All Blacks against England rugby matches have an edge to them way beyond the historic scoreline.
After 41 encounters, the All Blacks have an unassailable lead of 33 wins to seven, with one draw.
There's something special when these two sides clash. This Saturday, it will be the extra tension of the Rugby World Cup semifinal.
This match has the feel of the final - the two best sides so far, one northern hemisphere, the other southern. It could be a ding-dong battle.
The All Blacks are two wins away from an historic third Rugby World Cup win, but tonight's semifinal against England has been described as the biggest hurdle to get there.
They are currently the two best teams in the world, but the history between them is not so even.
In the last fifteen years, the All Blacks have taken on England and won fifteen times.
The English have won once, at Twickenham in 2012
But there's more to it than a finals berth at stake.
Few other rugby rivalries have so many extraordinary moments, from a Russian prince scoring one of the great rugby tries 70 years ago to probably the greatest prince of rugby, Jonah Lomu, scoring probably the most beautiful brutal try in the game's history.

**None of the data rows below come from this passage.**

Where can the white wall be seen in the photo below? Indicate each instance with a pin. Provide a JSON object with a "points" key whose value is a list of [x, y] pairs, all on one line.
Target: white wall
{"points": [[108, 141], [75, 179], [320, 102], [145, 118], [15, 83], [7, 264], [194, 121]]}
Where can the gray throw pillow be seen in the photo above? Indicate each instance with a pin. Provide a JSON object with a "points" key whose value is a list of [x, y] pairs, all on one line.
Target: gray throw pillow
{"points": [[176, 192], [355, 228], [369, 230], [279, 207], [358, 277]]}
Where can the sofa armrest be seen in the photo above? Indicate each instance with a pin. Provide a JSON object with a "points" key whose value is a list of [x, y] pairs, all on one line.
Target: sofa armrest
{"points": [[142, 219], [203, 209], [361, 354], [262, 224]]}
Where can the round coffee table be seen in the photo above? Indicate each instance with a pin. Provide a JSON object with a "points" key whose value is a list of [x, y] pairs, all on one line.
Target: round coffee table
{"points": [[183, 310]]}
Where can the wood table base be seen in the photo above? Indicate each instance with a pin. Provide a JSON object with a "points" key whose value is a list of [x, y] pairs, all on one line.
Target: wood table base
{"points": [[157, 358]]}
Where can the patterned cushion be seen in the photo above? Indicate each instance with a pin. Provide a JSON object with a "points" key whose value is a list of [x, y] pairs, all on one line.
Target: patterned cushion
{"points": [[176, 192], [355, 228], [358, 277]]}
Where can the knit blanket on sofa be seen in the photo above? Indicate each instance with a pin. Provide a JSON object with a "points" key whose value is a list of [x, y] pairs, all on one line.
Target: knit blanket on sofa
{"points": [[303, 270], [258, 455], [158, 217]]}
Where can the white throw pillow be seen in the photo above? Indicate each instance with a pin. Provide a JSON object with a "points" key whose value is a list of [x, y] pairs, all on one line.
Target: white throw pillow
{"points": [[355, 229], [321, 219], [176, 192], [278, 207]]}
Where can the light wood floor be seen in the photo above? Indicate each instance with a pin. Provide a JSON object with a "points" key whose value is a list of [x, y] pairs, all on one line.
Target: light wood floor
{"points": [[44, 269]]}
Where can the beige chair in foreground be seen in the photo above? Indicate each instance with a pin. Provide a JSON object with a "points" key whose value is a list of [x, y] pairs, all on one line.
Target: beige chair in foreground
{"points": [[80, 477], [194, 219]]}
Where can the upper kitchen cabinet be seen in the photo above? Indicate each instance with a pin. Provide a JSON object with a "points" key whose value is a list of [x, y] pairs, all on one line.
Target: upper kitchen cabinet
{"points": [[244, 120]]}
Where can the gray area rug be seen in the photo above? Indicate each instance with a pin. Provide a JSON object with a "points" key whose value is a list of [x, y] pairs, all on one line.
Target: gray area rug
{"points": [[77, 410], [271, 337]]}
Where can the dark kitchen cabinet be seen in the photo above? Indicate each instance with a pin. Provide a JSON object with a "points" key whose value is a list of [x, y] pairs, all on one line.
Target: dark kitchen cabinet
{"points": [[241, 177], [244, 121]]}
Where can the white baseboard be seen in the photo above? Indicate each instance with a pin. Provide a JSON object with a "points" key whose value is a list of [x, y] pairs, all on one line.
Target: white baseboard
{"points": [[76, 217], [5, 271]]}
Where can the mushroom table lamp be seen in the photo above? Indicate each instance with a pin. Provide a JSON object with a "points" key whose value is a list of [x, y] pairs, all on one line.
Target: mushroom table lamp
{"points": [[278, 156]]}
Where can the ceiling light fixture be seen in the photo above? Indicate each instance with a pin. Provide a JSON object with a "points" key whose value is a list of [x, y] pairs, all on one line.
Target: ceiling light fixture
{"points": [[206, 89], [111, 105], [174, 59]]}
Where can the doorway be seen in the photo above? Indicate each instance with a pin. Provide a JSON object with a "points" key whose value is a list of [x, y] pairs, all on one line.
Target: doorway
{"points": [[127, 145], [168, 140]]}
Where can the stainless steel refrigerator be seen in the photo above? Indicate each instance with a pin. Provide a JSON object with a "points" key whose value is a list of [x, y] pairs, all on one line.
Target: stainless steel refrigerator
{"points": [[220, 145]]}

Maybe it's the colour - the elemental all black vs all white. Maybe it's this country's colonial history and the coloniser against outpost dynamic. Whatever the reason, it always feels as if there is more at stake when England takes on New Zealand.
For a while, there was talk of the "England decade". Every 10 years the English team seemed to stand up and wallop the All Blacks.
It started in 1973 on an otherwise disastrous tour of New Zealand. England, when the All Blacks had played each other just six times since 1936. The test is famed for a try by Russian Prince Alexander Obolensky who carved through New Zealand, one of two he scored in England's 13-0 win.
In those 37 years, the All Blacks had won all six tests. Then came the miserable team of 1973. The English lost to Taranaki. They lost to Wellington. They lost to Canterbury. But they won one crucial match; 15 September, Eden Park against the All Blacks 16-10.
When the All Blacks lost a decade later at Twickenham in 1983, the legend of bad things happening in years ending in three began.
In 1993, the All Blacks lost again, 15-9 at Twickenham.
And guess what happened in 2003? In an astonishing match, England had two players sent from the field, yet they still managed to hang on for a win 15-13.
Though it is always grudging for All Black fans to admit it, we had witnessed a very good England side - one that went on to win the Rugby World Cup that year.
The biggest margin for the All Blacks is a superb 42 points, when NZ won 64-22 at Carisbrook in 1998 (the year didn't end in a three, so NZ were safe).
England's biggest margin is its 38-21 (17 point) win at Twickenham in 2012.
The All Blacks have a lopsided points record over England - 985 points to 575.
It's worth pointing out that England has not won against New Zealand at a Rugby World Cup.
The All Blacks won 18-12 in the opening match of the 1991 World Cup, held in Britain, though England went on to win their way through to the final, before losing to Australia. New Zealand were knocked out by Australia in the semifinal.
The next encounter was the Lomu test. It was the semi-final of the 1995 World Cup and that man, Jonah Lomu, scored four tries, including running over a hapless Mike Catt, as the All Blacks ran away from a good English side 45-29.
In 1999, New Zealand won 30-16 and ten years later we are facing each other in the semi-final.